The city of Cape Girardeau is one of six cities being added to the national "70 Percent Plus Honor Roll" in recognition of high safety-belt usage.
The city will be recognized for the honor at a noon luncheon Thursday at Drury Lodge.
In addition to the city, Southeast Missouri Hospital, St. Francis Medical Center, Procter and Gamble, Cape Central High School, Notre Dame High School and Clippard Elementary School will also be presented the award by Arvid E. West Jr., director of the Missouri Division of Highway Safety.
West said the award is given to any organization that has reached and sustained 70 percent or higher safety-belt use among its members. In addition to receiving a plaque, the winners' names will be displayed on the "honor roll" at the National Highway Traffic Safety Administration in Washington D. C., he said.
Sharee Galnore, coordinator of the Community Traffic Safety program, said a trivia week was held at both of the high schools on highway safety issues. She said Central went from a 52 percent seat-belt-usage rate to a 84 percent usage rate in just one month.
Galnore said each of the community organizations were responsible for their own surveying. For example, the hospitals conducted their surveys on their parking lot, having employees fill out the surveys, she said.
Their results then had to show that as a whole the hospital was at the 70 percent level and could maintain that level for a month, at the end of which a second survey was taken, Galnore said.
"We tried to make the community aware of the need of seat-belt usage and for them to get into the habit of using them all the time," Galnore said. "We have to educate the kids and the adults alike.
"They need to understand the personal benefits of wearing seat belts. Our No. 1 goal is trying to get people to give wearing their seat belt a try, and over time it will become a habit."
Galnore said that in 1984 Cape Girardeau's seat-belt usage was only 7 percent. Through work with the Missouri Division of Highway Safety the Cape Girardeau Community Traffic Safety Program has put on numerous programs on seat-belt and drunken-driving issues, she said.
"The community traffic safety organizations have been pushing seat-belt use especially in schools because young drivers are at high risk," Kris Farris, media coordinator for the Missouri Division of Highway Safety, said. "Car crashes are the leading cause of death for that age group and they are also the least likely to buckle up, she said."
Farris said they are seeing some key results with seat-belt usage. There are still car crashes, but seat belts help to reduce the number of fatalities, she said.
"At the beginning of 1992, the surveys we conducted through the Highway Patrol showed a 64 percent usage rate," Farris said. "By December, as a state, we had reached the 70 percent usage rate.
"We're trying to get people to use their seat belt all the time, and currently there is a large percentage who do, but a bulk only sometimes wear their seat belt. We're trying to get those people to make a habit of wearing their seat belt all the time even when they're making a quick trip to the store or the bank.

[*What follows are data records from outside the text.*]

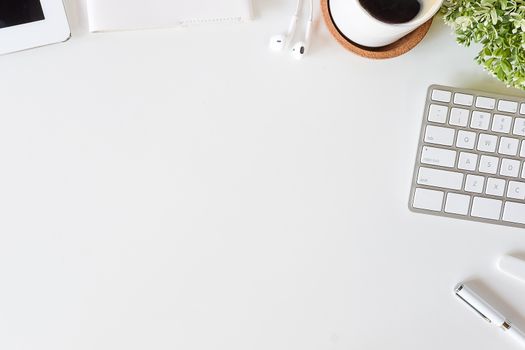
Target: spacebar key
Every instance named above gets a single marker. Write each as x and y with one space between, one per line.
439 178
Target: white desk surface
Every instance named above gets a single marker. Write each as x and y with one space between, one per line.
187 189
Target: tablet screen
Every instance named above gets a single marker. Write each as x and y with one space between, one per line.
16 12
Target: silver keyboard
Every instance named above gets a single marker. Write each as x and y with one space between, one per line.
470 159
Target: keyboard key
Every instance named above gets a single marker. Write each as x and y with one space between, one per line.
485 102
495 187
467 161
519 127
440 178
486 208
508 146
458 117
480 120
501 123
437 114
474 183
487 143
463 99
514 212
466 139
428 199
488 165
441 95
507 106
516 190
439 136
457 203
438 156
510 167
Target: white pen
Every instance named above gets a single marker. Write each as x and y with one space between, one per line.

"Many feel they only need to wear it on long trips or on the interstate, but a majority of car crashes take place within 25 miles of their home."
Farris said it was in 1990 that President Bush made it a mandatory goal of 70 percent seat-belt use by 1992. At that time, she said, only 46 percent of all Americans were buckling up.

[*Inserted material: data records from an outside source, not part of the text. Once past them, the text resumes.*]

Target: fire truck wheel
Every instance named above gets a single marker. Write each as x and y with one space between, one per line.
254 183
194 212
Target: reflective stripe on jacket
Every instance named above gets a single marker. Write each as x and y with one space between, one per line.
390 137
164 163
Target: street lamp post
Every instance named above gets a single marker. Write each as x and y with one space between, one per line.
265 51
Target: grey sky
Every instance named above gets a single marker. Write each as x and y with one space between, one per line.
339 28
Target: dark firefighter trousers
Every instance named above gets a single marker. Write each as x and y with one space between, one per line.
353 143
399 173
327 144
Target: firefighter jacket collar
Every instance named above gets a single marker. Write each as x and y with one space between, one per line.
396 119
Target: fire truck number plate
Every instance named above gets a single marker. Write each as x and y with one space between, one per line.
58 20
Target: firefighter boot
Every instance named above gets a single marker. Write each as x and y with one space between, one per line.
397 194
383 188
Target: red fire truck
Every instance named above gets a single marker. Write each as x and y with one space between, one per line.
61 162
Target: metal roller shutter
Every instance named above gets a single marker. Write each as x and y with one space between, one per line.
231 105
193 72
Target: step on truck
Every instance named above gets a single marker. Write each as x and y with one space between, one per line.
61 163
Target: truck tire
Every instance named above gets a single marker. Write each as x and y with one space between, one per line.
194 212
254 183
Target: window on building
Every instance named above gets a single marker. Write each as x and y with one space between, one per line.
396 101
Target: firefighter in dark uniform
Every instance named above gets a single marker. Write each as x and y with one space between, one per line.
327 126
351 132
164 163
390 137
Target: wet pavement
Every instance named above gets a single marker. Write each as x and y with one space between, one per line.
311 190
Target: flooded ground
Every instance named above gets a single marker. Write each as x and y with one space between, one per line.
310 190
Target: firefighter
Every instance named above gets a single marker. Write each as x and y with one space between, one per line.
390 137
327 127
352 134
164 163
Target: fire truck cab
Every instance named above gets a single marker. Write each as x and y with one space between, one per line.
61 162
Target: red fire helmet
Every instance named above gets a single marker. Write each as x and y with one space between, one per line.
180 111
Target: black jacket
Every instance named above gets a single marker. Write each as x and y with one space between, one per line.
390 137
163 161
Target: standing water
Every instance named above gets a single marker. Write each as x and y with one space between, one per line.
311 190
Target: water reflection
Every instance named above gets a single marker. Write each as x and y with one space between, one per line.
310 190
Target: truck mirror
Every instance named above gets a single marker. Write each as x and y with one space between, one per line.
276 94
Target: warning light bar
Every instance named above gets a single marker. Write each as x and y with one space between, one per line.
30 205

"In 1992, Missouri joins 13 other states in reaching 70 percent seat- belt use. I believe that it was the efforts from areas like Cape Girardeau that led us to this state goal," said West.
Farris said the city of Cape Girardeau reaching the 70 percent usage rate is a big accomplishment because not many cities are that high.
"We are really pleased that the city reached its goal," Galnore said. "It couldn't have been done without community support.
"We had a 60 percent rate in the spring and we increased that by 10 percent. That's a major accomplishment because it takes many groups and agencies to get that done."